Assembling Census Summary Data that is Geographically Consistent Over Time

Relevant indicators (city and metro area data only):

People of color
Race/ethnicity
Population growth
Racial generation gap
Diversity index

One unique feature of the Atlas is that all data presented are geographically consistent over time—meaning that the data for any geography are assembled to reflect the same geographic boundary in all years reported. While data from the decennial census summary files for 1980 through 2010 (and subsequent ACS summary files) are already geographically consistent for all states and for the U.S. as a whole, the same is not true for regions (i.e., metropolitan areas) and cities. As noted above, the definition of regions used in the Atlas reflects the OMB’s December 2003 CBSA definitions while cities are defined by the incorporated places used in the 2010 Census (with the exception of City and County of Honolulu, which covers all of Honolulu County).

Assembling geographically-consistent census summary data for regions was relatively straightforward given that they are defined as one or more counties grouped together. While there have been a several county name and Federal Information Processing Standard (FIPS) code changes since 1980, there have been few changes to county boundaries themselves, with most of them occurring in Alaska and outside the sole Alaskan metro area included in the Atlas (Anchorage, AK). Thus, an underlying database of county-level summary files along with county-to-metro-area geographic crosswalks (based on the OMB’s December 2003 definitions) was sufficient to summarize data for regions in each year.

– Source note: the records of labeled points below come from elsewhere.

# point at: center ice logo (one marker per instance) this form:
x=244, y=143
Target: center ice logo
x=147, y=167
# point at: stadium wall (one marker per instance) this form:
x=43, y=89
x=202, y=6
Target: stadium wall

Assembling geographically-consistent census summary data for the 100 largest cities was a bit more complicated given that there have been more changes to the geographic boundaries of the 100 largest cities since 1980 and population counts by race/ethnicity are generally not available at a very detailed level of geography in 1980 and 1990. However, we were able to find sufficient data on people by race/ethnicity and age at the census “place” level of geography from the decennial census summary files for 1980 through 2010 (and subsequent ACS summary files). The census place level of geography consists mostly of incorporated cities and unincorporated areas referred to as Census Designated Places (CDPs), and while they do not provide full geographic coverage of U.S. as do other census geographies such as census tracts, they are generally areas of population clustering and thus tend to be geographically compact areas. They also represent the vast majority of the population in urban areas making them a suitable choice of geography to use as a “building block” to assemble historical data for the 2010 boundaries of the 100 largest cities in the U.S.

The specific approach we took was to identify all of the 100 largest cities that had significant boundary changes since 1980 by examining their boundaries in each decade in a Geographic Information System (GIS) and using shapefiles for the census place level of geography for 1980, 1990, 2000, and 2010, from the National Historical Geographic Information System (NHGIS). For any of the 100 largest cities that had expanded since 1980 (through annexation), we identified all places in 1980, 1990, and 2000 for which most of land area the area was covered by the 2010 boundaries of the city in question. Such places were assumed to have been annexed, and this was confirmed as possible through media reporting and public documents found in web searches. In each decadal year (1980 through 2000), data for the annexed places was combined with data for the city (among the 100 largest) that annexed them to produce historical data for the 100 largest cities based on their 2010 boundaries.

The one city that required special treatment was Louisville/Jefferson County metro government (balance), KY. It this case, the city of Louisville annexed all of Jefferson County except for other incorporated places (i.e., the “balance” of the county after removing incorporated places). Because much of the area that was annexed was not covered by census places that existed in 1980, 1990, and 2000, we determined that a more accurate approach to estimating the historical (pre-2010) data for the city based on its 2010 boundaries was to start with data for all of Jefferson County in each year and subtract out the data for all existing census places in 1980, 1990, and 2000 whose boundaries were found to be inside Jefferson County but mostly outside the 2010 boundaries of Louisville/Jefferson County metro government (balance). This was done using GIS software and the same NHGIS shapefiles noted above, identifying historical census places as being “outside” of the 2010 boundaries of Louisville/Jefferson County metro government (balance) if their centroids (i.e., a point representing their geographic center) fell outside of those boundaries.